NTLM Authentication with SharePoint Part 2

In my last post I laid out the basic flow of NTLM authentication with SharePoint when all the accounts (user, service and machine) reside in the same domain. In this post I will discuss the implications of multiple domains in two different scenarios.

Scenario 1:

Active Directory Forest=Farbrikam.com; Domain for users= CHILD.Fabrikam.com; SharePoint WFE, SQL DB have machine accounts in Fabrikam.com; SharePoint Application Pool and SQL Service accounts are in Fabrikam.com.

In this scenario the secure channel DC servicing SharePoint has to contact its peer DC in the CHILD domain via the trust. By default the MaxConcurrentApi for a Domain controller over a trust is one. That’s right one concurrent request (one user at a time) will be processed over the trust. That’s why adjusting the MaxConcurrentApi on the DC’s servicing SharePoint (or any other high volume application, ISA comes to mind) is important. Again profile and test don’t just jump to ten.

Scenario 2:

Active Directory Forest=Farbrikam.com; Domain for users= CHILD.Fabrikam.com; SharePoint WFE, SQL DB have machine accounts in Fabrikam.com; SharePoint Application Pool and SQL Service accounts are in GrandChild.Fabrikam.com.

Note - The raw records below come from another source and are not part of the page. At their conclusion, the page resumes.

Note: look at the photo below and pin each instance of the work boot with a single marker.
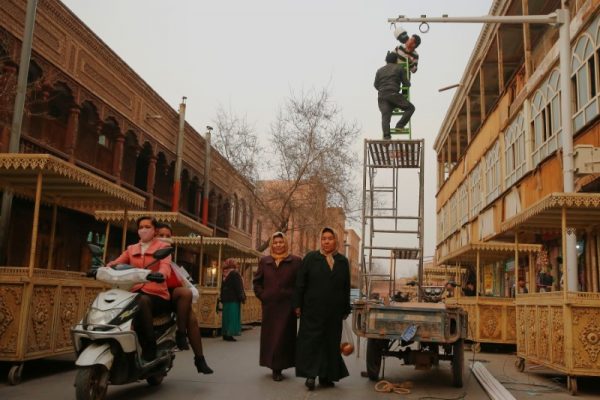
(201, 365)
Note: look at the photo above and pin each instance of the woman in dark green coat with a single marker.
(322, 302)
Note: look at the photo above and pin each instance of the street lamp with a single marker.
(561, 19)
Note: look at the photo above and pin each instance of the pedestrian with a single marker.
(232, 297)
(182, 296)
(322, 302)
(389, 79)
(274, 285)
(153, 297)
(407, 50)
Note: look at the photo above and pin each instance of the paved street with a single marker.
(238, 377)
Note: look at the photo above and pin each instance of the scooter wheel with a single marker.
(155, 380)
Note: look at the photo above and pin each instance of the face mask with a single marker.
(146, 234)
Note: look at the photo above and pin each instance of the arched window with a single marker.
(514, 151)
(545, 118)
(584, 80)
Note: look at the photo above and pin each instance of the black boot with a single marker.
(181, 340)
(201, 365)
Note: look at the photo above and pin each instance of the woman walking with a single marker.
(232, 295)
(322, 303)
(274, 285)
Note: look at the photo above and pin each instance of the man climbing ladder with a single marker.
(389, 79)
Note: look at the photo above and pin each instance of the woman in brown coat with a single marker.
(274, 285)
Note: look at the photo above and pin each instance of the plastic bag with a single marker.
(347, 343)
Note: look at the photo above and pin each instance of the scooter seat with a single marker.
(161, 320)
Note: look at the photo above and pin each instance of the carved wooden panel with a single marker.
(511, 324)
(11, 296)
(543, 333)
(522, 328)
(490, 322)
(586, 337)
(68, 312)
(530, 329)
(558, 336)
(40, 324)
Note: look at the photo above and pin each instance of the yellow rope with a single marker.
(384, 386)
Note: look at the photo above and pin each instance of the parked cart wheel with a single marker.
(458, 362)
(15, 374)
(572, 384)
(520, 364)
(375, 349)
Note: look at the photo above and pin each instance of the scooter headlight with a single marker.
(99, 317)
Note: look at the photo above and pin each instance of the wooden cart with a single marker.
(212, 252)
(560, 330)
(492, 319)
(40, 304)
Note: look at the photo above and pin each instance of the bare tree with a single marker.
(312, 160)
(236, 141)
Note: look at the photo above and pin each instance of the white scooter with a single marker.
(108, 348)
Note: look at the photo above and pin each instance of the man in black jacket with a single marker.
(388, 81)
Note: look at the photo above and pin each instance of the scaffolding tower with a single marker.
(392, 231)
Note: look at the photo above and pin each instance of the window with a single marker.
(475, 186)
(545, 114)
(492, 173)
(584, 80)
(463, 204)
(514, 145)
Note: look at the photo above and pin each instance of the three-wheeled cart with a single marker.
(422, 332)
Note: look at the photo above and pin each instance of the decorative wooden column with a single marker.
(72, 129)
(150, 181)
(118, 156)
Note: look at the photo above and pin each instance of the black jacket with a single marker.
(232, 289)
(389, 79)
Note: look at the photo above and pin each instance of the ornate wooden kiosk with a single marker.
(561, 329)
(39, 304)
(492, 318)
(216, 250)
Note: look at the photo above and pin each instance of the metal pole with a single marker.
(179, 159)
(15, 132)
(564, 44)
(206, 177)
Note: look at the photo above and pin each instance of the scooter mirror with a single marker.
(163, 253)
(95, 250)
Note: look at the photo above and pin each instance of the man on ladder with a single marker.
(389, 79)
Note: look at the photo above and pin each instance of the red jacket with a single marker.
(133, 256)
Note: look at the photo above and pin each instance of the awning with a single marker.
(63, 183)
(182, 225)
(582, 211)
(488, 252)
(211, 245)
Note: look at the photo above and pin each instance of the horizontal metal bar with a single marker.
(551, 18)
(392, 217)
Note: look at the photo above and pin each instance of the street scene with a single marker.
(276, 199)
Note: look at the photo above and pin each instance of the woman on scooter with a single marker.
(181, 300)
(154, 298)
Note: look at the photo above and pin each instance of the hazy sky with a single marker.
(249, 55)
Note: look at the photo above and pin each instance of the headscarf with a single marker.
(279, 257)
(329, 256)
(228, 265)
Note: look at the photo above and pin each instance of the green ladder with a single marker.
(398, 112)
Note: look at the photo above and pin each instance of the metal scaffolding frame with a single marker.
(382, 217)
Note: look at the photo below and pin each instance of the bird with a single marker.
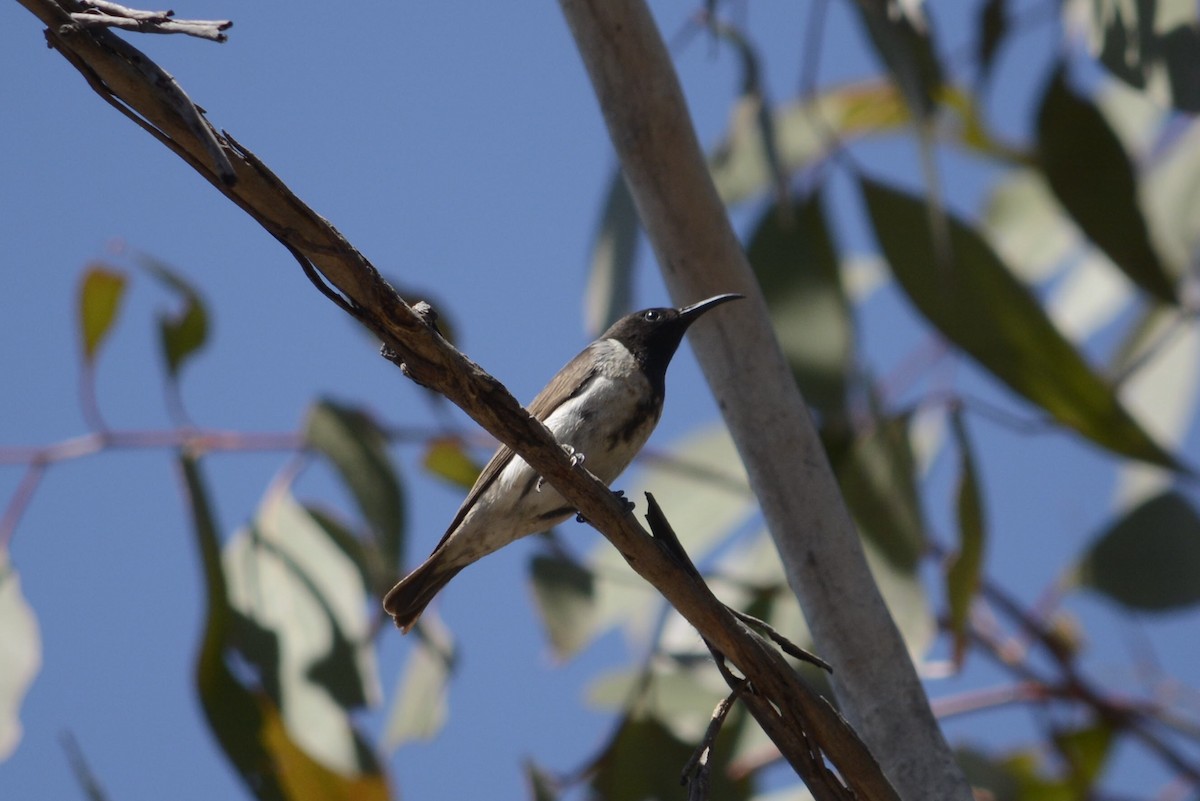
(601, 408)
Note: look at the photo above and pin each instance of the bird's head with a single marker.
(653, 335)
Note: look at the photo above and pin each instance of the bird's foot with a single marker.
(576, 456)
(576, 461)
(621, 495)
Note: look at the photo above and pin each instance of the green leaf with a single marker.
(1086, 751)
(1150, 559)
(904, 43)
(100, 300)
(447, 458)
(965, 567)
(358, 449)
(249, 724)
(643, 760)
(795, 259)
(300, 618)
(21, 655)
(1092, 176)
(184, 332)
(703, 488)
(613, 258)
(994, 318)
(564, 594)
(877, 476)
(993, 30)
(234, 712)
(421, 706)
(676, 691)
(1152, 47)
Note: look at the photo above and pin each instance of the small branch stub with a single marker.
(101, 13)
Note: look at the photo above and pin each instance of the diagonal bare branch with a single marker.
(807, 729)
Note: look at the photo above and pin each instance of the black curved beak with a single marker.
(691, 313)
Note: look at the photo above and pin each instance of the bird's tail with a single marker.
(406, 601)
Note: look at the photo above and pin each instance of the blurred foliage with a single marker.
(1085, 235)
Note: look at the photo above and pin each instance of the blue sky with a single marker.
(461, 150)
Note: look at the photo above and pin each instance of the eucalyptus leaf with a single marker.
(358, 449)
(905, 46)
(447, 458)
(965, 567)
(613, 257)
(642, 760)
(100, 302)
(877, 475)
(297, 588)
(421, 703)
(564, 594)
(1093, 178)
(184, 332)
(987, 312)
(246, 722)
(1149, 560)
(1151, 46)
(793, 257)
(21, 654)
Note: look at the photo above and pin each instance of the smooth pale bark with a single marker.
(700, 256)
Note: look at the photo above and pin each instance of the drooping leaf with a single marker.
(447, 458)
(643, 760)
(564, 592)
(21, 654)
(678, 693)
(100, 301)
(793, 257)
(301, 777)
(703, 488)
(965, 566)
(1092, 176)
(613, 257)
(184, 332)
(754, 107)
(232, 710)
(300, 596)
(376, 572)
(1150, 559)
(1151, 46)
(421, 702)
(1086, 751)
(358, 449)
(905, 46)
(84, 776)
(1027, 227)
(805, 132)
(247, 723)
(876, 473)
(993, 317)
(993, 30)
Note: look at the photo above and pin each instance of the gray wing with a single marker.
(556, 393)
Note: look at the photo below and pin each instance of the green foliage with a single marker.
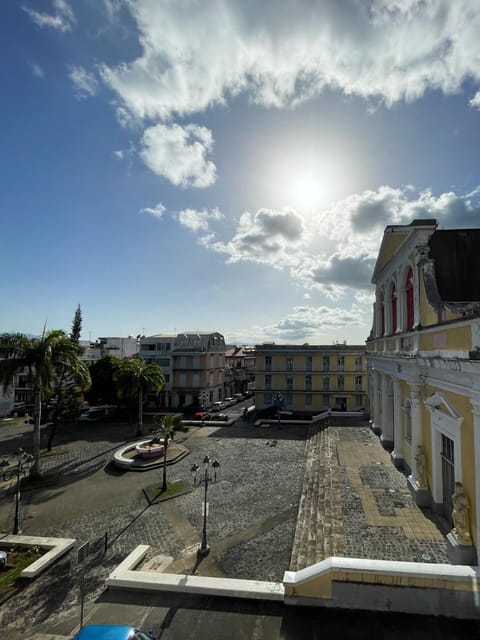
(76, 326)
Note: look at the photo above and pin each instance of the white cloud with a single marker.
(63, 18)
(380, 50)
(307, 323)
(198, 220)
(37, 70)
(84, 82)
(157, 211)
(179, 154)
(335, 251)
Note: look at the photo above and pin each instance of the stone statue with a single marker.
(421, 468)
(461, 516)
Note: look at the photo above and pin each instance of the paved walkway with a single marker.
(355, 503)
(349, 498)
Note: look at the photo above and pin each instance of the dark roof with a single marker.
(456, 253)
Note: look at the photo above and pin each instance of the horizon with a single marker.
(170, 166)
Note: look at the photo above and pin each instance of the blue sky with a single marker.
(225, 166)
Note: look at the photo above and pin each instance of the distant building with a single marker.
(239, 369)
(311, 378)
(423, 359)
(114, 346)
(193, 364)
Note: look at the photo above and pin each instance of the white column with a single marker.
(377, 421)
(476, 443)
(397, 453)
(416, 419)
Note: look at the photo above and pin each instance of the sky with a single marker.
(228, 166)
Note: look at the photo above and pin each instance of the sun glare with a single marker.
(306, 192)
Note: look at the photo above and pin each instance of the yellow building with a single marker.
(423, 358)
(310, 378)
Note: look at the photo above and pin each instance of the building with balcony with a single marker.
(198, 368)
(239, 369)
(423, 359)
(311, 378)
(157, 349)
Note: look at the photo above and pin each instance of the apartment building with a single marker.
(158, 350)
(423, 358)
(311, 378)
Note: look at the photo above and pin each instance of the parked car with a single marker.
(111, 632)
(222, 417)
(95, 414)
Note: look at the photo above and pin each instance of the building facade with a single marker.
(311, 378)
(424, 366)
(193, 365)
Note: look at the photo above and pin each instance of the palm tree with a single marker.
(43, 358)
(136, 376)
(167, 426)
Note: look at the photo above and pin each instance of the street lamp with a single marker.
(204, 548)
(23, 458)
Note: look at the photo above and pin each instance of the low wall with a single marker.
(380, 585)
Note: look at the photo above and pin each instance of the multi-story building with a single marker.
(424, 367)
(239, 369)
(158, 350)
(198, 367)
(311, 378)
(114, 346)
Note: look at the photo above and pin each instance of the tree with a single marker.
(104, 386)
(167, 426)
(133, 378)
(76, 326)
(43, 358)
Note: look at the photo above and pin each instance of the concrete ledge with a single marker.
(124, 577)
(57, 547)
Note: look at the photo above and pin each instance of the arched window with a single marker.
(393, 301)
(382, 315)
(409, 299)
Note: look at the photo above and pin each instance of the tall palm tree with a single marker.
(135, 377)
(42, 357)
(167, 426)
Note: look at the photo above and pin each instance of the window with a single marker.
(382, 315)
(409, 299)
(393, 301)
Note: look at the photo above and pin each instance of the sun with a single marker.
(306, 192)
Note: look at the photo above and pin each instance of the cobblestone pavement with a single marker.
(257, 492)
(374, 516)
(352, 502)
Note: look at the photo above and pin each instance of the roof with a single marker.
(456, 257)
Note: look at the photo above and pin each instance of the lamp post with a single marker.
(22, 459)
(204, 548)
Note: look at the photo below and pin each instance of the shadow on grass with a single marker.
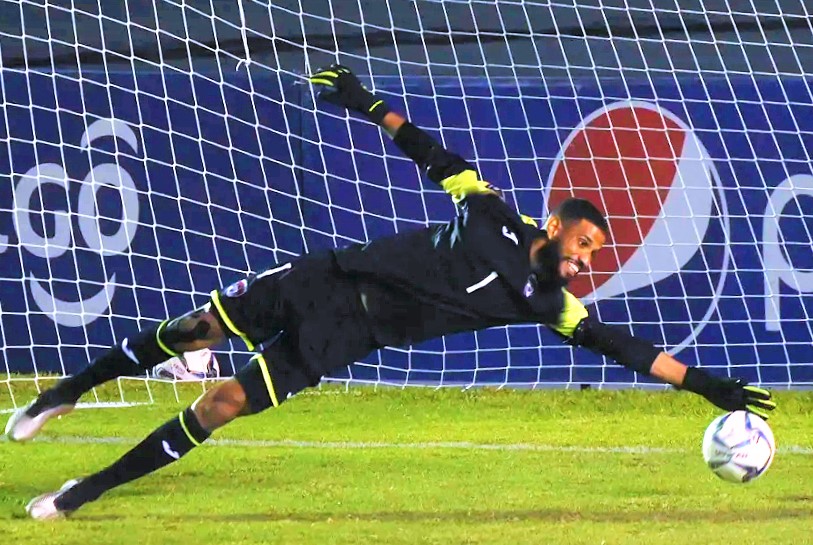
(485, 517)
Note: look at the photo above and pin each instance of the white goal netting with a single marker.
(155, 150)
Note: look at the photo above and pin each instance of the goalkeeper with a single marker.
(488, 266)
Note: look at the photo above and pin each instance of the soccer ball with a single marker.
(738, 446)
(197, 365)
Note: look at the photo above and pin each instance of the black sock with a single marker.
(162, 447)
(133, 356)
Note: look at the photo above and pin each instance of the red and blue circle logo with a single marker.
(666, 261)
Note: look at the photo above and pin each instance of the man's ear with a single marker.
(553, 226)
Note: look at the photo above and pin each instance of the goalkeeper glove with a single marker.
(729, 394)
(341, 87)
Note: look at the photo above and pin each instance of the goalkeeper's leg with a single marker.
(258, 386)
(134, 356)
(170, 442)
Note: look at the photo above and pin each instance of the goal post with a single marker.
(155, 151)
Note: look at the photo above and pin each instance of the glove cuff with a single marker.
(376, 110)
(698, 381)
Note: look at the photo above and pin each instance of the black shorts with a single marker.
(305, 318)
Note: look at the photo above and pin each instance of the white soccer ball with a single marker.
(197, 365)
(738, 446)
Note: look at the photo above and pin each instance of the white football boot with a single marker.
(26, 422)
(43, 507)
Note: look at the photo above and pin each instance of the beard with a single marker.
(545, 265)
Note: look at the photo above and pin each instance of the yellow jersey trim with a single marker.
(572, 313)
(226, 320)
(267, 379)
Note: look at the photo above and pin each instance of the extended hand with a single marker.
(341, 87)
(729, 394)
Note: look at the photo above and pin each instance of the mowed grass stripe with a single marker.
(290, 443)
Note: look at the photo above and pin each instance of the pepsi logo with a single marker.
(667, 255)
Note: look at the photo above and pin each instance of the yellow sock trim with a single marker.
(161, 344)
(267, 378)
(227, 320)
(186, 430)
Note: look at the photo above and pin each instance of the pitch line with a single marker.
(365, 445)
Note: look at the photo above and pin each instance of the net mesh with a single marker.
(155, 151)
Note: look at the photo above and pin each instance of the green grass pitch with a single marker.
(425, 466)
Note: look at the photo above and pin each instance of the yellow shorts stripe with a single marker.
(186, 430)
(226, 320)
(267, 378)
(161, 344)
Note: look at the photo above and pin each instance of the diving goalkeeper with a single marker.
(316, 314)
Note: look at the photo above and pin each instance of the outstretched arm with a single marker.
(456, 176)
(642, 356)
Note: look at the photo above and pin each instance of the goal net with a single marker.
(156, 150)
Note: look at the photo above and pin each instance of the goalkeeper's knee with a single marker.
(221, 405)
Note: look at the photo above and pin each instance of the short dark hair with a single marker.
(572, 210)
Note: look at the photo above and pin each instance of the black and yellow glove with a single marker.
(729, 394)
(341, 87)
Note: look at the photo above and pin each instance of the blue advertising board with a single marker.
(128, 197)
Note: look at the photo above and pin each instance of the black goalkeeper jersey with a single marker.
(471, 273)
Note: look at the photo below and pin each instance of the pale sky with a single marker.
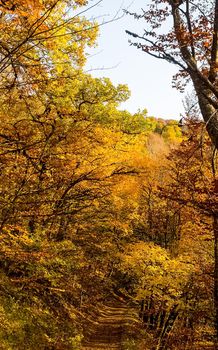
(148, 79)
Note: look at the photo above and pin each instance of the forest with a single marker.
(106, 216)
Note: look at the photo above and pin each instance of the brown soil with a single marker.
(113, 324)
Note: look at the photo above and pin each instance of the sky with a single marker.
(149, 79)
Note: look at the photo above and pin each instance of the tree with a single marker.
(192, 45)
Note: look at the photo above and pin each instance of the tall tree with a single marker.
(192, 45)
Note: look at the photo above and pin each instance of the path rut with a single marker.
(113, 324)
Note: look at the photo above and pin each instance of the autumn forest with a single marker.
(109, 220)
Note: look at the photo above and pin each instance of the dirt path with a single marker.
(114, 323)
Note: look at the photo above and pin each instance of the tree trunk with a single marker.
(215, 230)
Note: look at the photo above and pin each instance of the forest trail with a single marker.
(114, 323)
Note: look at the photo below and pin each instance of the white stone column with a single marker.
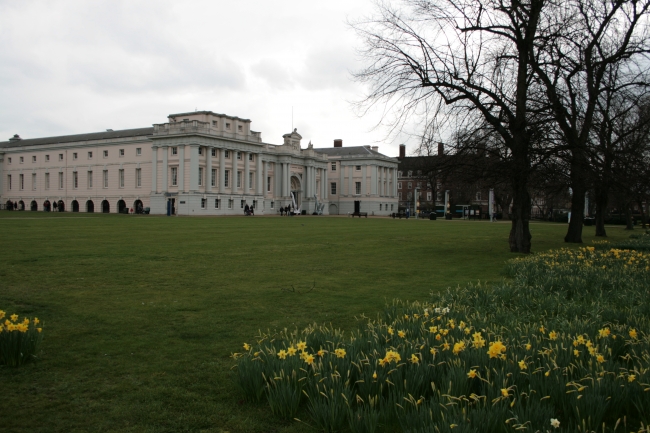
(351, 189)
(265, 179)
(246, 184)
(194, 167)
(259, 175)
(154, 169)
(165, 170)
(222, 172)
(181, 169)
(208, 169)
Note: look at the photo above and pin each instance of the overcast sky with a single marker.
(69, 67)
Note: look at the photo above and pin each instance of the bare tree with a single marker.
(581, 41)
(467, 58)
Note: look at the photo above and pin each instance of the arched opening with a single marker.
(137, 206)
(296, 191)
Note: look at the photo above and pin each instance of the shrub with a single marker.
(566, 341)
(19, 340)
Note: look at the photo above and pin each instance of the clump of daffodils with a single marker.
(19, 339)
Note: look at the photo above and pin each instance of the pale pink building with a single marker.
(199, 163)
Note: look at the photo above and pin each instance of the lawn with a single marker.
(141, 314)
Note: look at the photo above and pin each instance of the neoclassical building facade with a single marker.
(198, 163)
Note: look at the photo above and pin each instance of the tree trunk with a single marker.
(628, 218)
(602, 197)
(574, 234)
(520, 237)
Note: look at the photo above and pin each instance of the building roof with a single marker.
(106, 135)
(348, 151)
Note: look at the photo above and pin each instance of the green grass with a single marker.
(141, 313)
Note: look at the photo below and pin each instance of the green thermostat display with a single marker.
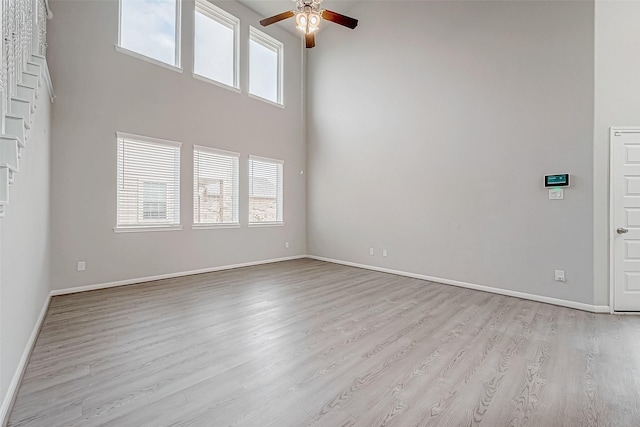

In this scenario you have the same need to walk the trust for users but you also have a new need to walk the trust for the service accounts.

These two scenarios require another item to consider under high volumes of authentication, Secure Channel “float”. There are a handful of reasons as to why secure channel resets to a different DC. The first is a response greater than or equal to 45 seconds. This is usually the result of a secure channel being established over a slow link or a Secure Channel to a DC that is overloaded (high CPU). Second, there is a network failure to get to the secure channel DC. This can be caused by a physical network failure; Spanning Tree running on the switch which is outlined here; a hiccup from auto negotiate (determining the speed and duplex settings) at the NIC to the switch outlined here; or the Secure Channel DC being rebooted. Once the secure channel is unbound from a DC it goes through the DC Locator process to find a DC. If you have multiple geographical sites in your environment it is important to designate Active Directory Sites to keep your SharePoint servers using local DC’s. Under a high load the last thing you want is your Secure Channel DC being over a slow WAN link and this can happen if you don’t architect this into your design. This can also happen if you place DC/GC over slow links for the domains you are authenticating. For example, in Scenario 1 if the DC/GC for the CHILD domain is over a slow link a bottleneck will be possible. The better design would have DC/GCs for the Fabrikam.com and CHILD domains close (high speed links) to the SharePoint servers and an Active Directory Site specified to keep Secure Channels local if the DC Locator process is called.

To sum up my recommendations for best performance:

  1. Consider creating an Active Directory site just for the SharePoint boxes (if in the same forest) and add GC’s for each domain going against SharePoint.
  2. Make certain that the DC/GC’s are physically as close (high speed links) as possible to the SharePoint boxes.
  3. If possible make all DC’s GC’s if in Native Mode.
  4. Hard set NIC’s and Switches Speed and duplex settings to avoid loss of connecting during auto negotiate.
  5. Check with your switch vendor on the settings for spanning tree to avoid Secure Channel drops. Most vendors have an option to keep this from happening while still benefiting from Spanning Tree.
  6. Increase MaxConcurrentApi and profile DC/GC (for domains in play) with SPA to see if they can handle the load. Make certain to do this on the SharePoint servers and DC/GC for all domains in play.
  7. Monitor Secure Channels with NLTest.exe after patches that cause a reboot to ensure that secure channels don’t float to slow link DC/GCs.
  8. For extreme performance consider the use of x64 DC/GCs. See the impressive results here.
  9. If possible change to Kerberos authentication.

To see a good explanation as to the troubleshooting process check out SPAT’s blog post on the subject.

Why am I taking the time to point this out with regard to SharePoint specifically? Because slow NTLM authentication is one of the leading causes of the dreaded Cannot connect to the configuration/site database and this is rarely considered in troubleshooting this error (problem). It is also a factor in slow portal search crawls because of the number of Group Membership evaluations that are required for Security Trimming.